İslamın neyi emrettiği, neyi yasakladığı, tecavüze bakış açısı ortadadır. Aynı Özge Can gibi; Günümüzde dünyanın hala pek çok yerinde kadınlar vicdanlara sığdırılamaz baskı, şiddet ve zorbalıklara maruz kalmaktadır. Kadınlara ve kız çocuklarına yönelik baskı, şiddet ve aşağılamanın arkasında cehalet, kaba kuvvet ve kadın algısına dair bir takım yanlış, köhne görüş ve düşünceler yatmaktadır. Ve bu kesinlikle islamın değil , cahiliye devrinin anlayış ve düşüncesini içermektedir.
Hz. Ömer’in ”Biz Cahiliye döneminde kadınları insan yerine koymazdık. İslam geldi ve bizden onlarla en iyi şekilde ilişki ve iletişim kurmamızı istedi. İşte o zaman biz, onların da bizim üzerimizde hakları olduğunu anladık” düşüncesini ve kadınların, insanlığın varlık sebebi olduğunu islam bize getirmiştir.
”Müslüman, müslümanın elinden ve dilinden güvende olduğu kimsedir” diyen; Hazreti Peygamber şiddet, baskı ve aşağılamanın, hayatın hangi alanında ve kime karşı olursa olsun büyük bir zulüm ve suç olduğu işaret etmiştir. Erkek ve kadın tüm insanlar Allah’ın yarattığı en mükemmel varlıklardır. Fakat Hazreti Peygamber’imiz özellikle kadınların ve yetimlerin, şiddet, baskı ve aşağılamadan uzak tutulması için tembihlerde bulunmuştur.
Efendimizin yine ”Sizin en hayırlılarınız hanımlarına karşı en iyi davrananınızdır”,”Sizden eşine karşı el kaldıranlarınız, hayırlı kimseler, iyi insanlar değildir” ve ”Kadınlarınızın hakları konusunda Allah’a hesap vereceğinizi unutmayın. Çünkü onlar Allah’ın size emanetidir” şeklindeki uyarılarının da, gönül kırmanın Kâbe’yi yıkmaktan daha büyük bir vebal olarak işaret ettiğini de hiçbir zaman unutulmalıyız.

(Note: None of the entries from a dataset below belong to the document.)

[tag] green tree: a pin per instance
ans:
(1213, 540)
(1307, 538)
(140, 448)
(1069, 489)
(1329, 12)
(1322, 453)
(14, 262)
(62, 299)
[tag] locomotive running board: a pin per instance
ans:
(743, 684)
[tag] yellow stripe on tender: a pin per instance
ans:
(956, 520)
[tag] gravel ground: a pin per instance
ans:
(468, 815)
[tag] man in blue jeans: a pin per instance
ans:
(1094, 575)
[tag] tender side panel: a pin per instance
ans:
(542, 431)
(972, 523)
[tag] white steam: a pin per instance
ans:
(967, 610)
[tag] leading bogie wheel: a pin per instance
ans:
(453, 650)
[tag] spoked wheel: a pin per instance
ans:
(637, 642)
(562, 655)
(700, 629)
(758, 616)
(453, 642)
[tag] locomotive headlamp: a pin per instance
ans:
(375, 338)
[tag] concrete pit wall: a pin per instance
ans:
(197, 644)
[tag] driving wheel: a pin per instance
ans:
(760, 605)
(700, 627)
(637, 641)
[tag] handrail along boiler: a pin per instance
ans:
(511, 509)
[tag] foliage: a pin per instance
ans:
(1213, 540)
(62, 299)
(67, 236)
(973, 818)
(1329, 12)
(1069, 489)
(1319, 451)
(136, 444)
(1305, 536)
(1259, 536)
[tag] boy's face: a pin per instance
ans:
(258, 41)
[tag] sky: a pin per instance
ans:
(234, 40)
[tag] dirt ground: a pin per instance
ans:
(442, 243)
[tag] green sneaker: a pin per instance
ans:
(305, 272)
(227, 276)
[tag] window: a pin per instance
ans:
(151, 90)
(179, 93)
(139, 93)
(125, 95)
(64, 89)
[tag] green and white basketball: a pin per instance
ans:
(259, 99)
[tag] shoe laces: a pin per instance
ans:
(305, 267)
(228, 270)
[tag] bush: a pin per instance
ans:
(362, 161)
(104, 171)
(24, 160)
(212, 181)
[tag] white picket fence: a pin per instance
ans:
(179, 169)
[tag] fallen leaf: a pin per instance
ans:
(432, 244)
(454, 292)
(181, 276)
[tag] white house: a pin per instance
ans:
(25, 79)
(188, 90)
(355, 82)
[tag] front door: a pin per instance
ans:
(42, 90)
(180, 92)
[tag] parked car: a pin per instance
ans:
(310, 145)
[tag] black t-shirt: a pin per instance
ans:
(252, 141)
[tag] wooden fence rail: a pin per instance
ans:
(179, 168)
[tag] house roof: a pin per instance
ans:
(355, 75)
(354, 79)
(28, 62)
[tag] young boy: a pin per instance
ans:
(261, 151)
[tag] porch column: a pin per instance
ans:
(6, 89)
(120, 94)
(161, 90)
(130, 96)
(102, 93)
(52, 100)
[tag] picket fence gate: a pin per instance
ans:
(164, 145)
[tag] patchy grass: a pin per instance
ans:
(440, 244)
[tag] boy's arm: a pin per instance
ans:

Çözüm Kalplere ALLAH SEVGİSİNİ Öğretmekte
Bugün Özge Can’a yapılanlar hepimizin canını yaktı. O yüzden bırakın başka şeyleri tartışmayı… Mesele hangi din, hangi ırk olduğu değil, mesele bir insanın vicdanlara sığmayacak şekilde katledilmesi. Evet mesele kadın cinayetlerinin durdurulması, mesele artık bir Özge Can daha olmaması.
Peki çözüm ne? Hangi baskı çözüm? Hangi ceza caydırıcı?
Çözüm ALLAH SEVGİSİ; Hangi cezayı verirseniz verin, hangi baskıyı uygularsanız uygulayın, hatta idam tekrar meşru olsun fakat hiç biri bir insanın içine yeniden Allah sevgisini koymak kadar çözüm getirmeyecektir. Bugün özge Can’nın annesinin feryadındaki; ”Keşke tabancayla öldürselerdi daha az canı acırdı diyen ” ona olan şefkati, ona olan sevgisinin söze vurulmasıdır.
Birini seversin, sonra ona hayat veren , neşe veren her şeyi de onun için seversin. İşte Allah sevgisi de böyledir. Onun sevgisini yakalayıp, Yunus Emre’nin dediği gibi “Yaradılanı Sev Yaradandan Ötürü” Yaradanın yarattığı her şeyi, yaradana olan sevgisinden dolayı sevdiğini anlatır. Ve düşünün kimsenin olmadığı bir yerde bile seni gören bir yaratıcını varlığı, ve düşünün bu gün yaptıklarınızın yarın hesabını vereceğinizi ve en önemlisi düşünün yaptıklarınızdan dolayı sevdiğinizin size darılacağını… Yine bu kadar rahat gider miydi eli kendisine ait olmayana, bırakın insanı, kıyabilir miydi herhangi bir canlıya; cevap HAYIR.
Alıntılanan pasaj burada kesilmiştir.